Historically fertility has received far less attention than it should have, but I am confident the current administration now clearly understands the potential to be gained from targeted investment in this domain. In other words, The Health Ministry has finally woken up to the fact that this is an area where return on any investments made can be maximized to the greatest extent. The therapeutic area of fertility can become a showpiece example of how healthcare provision can be rendered sustainable. The important aspect looking forwards will be to convert this new awareness into results and to implement the program in an effective and coherent manner.

What scope is there for patients to assume greater responsibility for managing their health needs with regards to fertility?
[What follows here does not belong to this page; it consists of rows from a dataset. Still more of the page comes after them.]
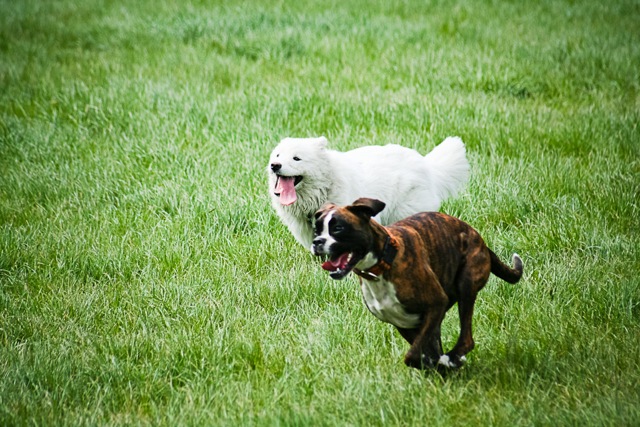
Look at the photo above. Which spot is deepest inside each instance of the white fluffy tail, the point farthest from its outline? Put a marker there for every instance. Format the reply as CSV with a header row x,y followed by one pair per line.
x,y
449,166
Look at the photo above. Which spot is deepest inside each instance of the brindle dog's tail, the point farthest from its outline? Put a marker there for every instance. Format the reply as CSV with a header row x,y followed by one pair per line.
x,y
503,271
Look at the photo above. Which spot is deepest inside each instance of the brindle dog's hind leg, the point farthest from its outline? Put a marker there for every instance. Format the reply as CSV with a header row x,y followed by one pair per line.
x,y
469,282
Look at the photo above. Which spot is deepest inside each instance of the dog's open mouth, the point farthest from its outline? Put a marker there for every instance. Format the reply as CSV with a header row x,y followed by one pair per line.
x,y
285,188
341,265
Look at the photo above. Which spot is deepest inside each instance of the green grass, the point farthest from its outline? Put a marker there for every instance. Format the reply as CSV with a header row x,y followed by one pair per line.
x,y
145,279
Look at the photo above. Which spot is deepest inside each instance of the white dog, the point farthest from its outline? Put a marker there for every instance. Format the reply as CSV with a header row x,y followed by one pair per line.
x,y
304,175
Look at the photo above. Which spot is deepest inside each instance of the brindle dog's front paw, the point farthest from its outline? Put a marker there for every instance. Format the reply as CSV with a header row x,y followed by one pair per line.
x,y
419,362
451,361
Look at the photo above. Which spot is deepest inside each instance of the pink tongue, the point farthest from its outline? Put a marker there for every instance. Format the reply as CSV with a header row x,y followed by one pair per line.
x,y
334,264
286,188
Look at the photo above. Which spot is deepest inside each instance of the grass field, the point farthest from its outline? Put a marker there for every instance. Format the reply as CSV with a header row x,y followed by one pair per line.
x,y
145,279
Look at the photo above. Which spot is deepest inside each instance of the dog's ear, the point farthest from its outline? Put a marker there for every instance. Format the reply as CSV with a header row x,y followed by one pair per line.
x,y
365,207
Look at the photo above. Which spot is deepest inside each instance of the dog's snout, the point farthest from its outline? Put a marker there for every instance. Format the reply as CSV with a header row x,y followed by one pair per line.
x,y
319,241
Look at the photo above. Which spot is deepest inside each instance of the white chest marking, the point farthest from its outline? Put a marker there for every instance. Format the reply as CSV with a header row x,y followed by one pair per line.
x,y
381,300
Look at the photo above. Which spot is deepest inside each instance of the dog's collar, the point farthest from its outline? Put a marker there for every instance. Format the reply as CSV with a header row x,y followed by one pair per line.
x,y
389,252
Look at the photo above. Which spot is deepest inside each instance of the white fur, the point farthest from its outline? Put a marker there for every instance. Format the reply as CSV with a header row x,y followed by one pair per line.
x,y
446,361
381,300
325,236
402,178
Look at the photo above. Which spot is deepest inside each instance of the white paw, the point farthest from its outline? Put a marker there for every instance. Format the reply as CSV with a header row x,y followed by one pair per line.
x,y
446,361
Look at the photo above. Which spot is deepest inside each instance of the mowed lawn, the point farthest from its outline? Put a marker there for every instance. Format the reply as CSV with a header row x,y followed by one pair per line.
x,y
146,280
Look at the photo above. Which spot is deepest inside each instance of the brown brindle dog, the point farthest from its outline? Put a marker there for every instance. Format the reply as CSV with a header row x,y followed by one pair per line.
x,y
412,272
Advancements in patient awareness and autonomy need to be made and screening needs to be mainstreamed to the point where it becomes a standardized and periodic practice that habitually builds a picture of an individual’s healthcare status thus allowing for preventative healthcare. Patients need to break out of a mindset where they wait until they are in their late 30s to consult an obstetrician when everyone knows the fertility success rate is already rapidly decreasing. Efforts must be made to co-opt the patient in management of their health, but this can only be achieved if they are better informed. The government must play its part too by allocating serious investment to this area and ensuring that women over the age of 27 have access to a gynecologist as a matter of course. In the long run, these sorts of up-front investments will pay off multiple times over.

We are at the inception of this process, but I am confident that the new dialogue that is currently underway between the government, patients and the private sector will end up driving the field of fertility to a success rate that is more akin to the rest of Europe.

Ferring is looking to improve access to modern treatment in Romania. Historically we are active in sensitive therapeutic areas and, by being a family owned company we are much closer to the patient than many of our competitors. Our values strongly correspond to real human needs and this is how we can really make a difference to society for it is our passionate commitment to improving healthcare on the ground that drives the business. We are also staunchly committed to making healthcare more sustainable in Romania and identifying formulas that are successful for the payer, patient and practitioner alike.